The different conclusions that we have come to actually are simply the fact that you hold atheistic beliefs as opposed to my theistic beliefs.
If your atheistic world view is accurate then obviously no deity is needed for morality. If however my theistic views are correct then a deity is required for morality to exist, and even for us to exist at all.
But basically your own argument eliminates the need for a deity for something that exists naturally.
To put it in other terms, we have the ID mentality that insists that science to include God in its equations.

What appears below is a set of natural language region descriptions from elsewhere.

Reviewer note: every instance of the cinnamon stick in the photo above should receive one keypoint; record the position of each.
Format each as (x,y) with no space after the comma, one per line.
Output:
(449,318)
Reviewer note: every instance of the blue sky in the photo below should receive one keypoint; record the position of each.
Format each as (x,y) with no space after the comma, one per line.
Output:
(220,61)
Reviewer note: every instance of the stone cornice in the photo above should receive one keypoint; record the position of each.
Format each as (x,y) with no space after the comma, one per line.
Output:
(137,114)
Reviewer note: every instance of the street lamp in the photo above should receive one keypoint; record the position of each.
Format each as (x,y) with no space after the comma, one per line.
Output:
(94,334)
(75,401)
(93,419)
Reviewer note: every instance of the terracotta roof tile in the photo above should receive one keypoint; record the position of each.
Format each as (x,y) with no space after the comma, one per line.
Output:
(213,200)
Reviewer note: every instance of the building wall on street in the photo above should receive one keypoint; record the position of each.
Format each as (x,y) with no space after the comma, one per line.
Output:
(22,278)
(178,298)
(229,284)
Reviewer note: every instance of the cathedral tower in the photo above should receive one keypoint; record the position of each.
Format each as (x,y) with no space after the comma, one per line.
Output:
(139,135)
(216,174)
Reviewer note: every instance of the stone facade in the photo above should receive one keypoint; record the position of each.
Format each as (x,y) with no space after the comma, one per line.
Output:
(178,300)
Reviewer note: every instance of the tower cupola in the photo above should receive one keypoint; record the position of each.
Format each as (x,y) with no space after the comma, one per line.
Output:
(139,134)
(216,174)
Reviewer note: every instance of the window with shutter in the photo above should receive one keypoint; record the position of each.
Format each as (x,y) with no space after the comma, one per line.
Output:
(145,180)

The problem there is that the natural universe will operate in exactly the same manner with or without that "God Term", so adding God to the equation is the same as adding Zero, therefore God equals Zero (not the result that they had wished for) which changes nothing. Trying that with a "God Factor", then God would equal Unity (1), which also changes nothing. Therefore, either way that ID insistence results in the same outcome: adding or omitting God changes nothing whatsoever.
The only difference that can make is to your own subjective sensitivities, but no difference to objective reality. Plus your own subjective sensitivities about "God" can be and most often are very different from millions/billions of others own subjective sensitivities about "God".
Objective reality is as close to universal as we can get. Billions of different individual subjective sensitivities about some kind of "God idea" seems to be as opposite from universal as I can imagine.
Good old Dad may in early life told young Tangle that stealing is wrong. That meme has been there ever since, and now you are years later out with a group that is encouraging you to shop lift. You have a decision to make. What dad said years before is still influencing you but you now have this new influence. What do you do. You can look at your brain functions all you want but that isn't going to tell you which choice you made. It is only your subsequent actions that give the answer.
Yes, parents teach their children so many things, both right and wrong, but also about right from wrong. That is the traditional mode of transmission of cultural values from one generation to the next. That's how it naturally works; nothing supernatural about it in its implementation.
Through the natural operation of a society, it collectively "learns" which behaviors work and which don't and which promote and strengthen the society and which weaken or even endanger the society. Over the generations, that creates a common wisdom about right and wrong which comes to be known as "morality". Society creates mechanisms to pass that common wisdom, that "morality", from one generation to the next. Most often, it's parents teaching their children well.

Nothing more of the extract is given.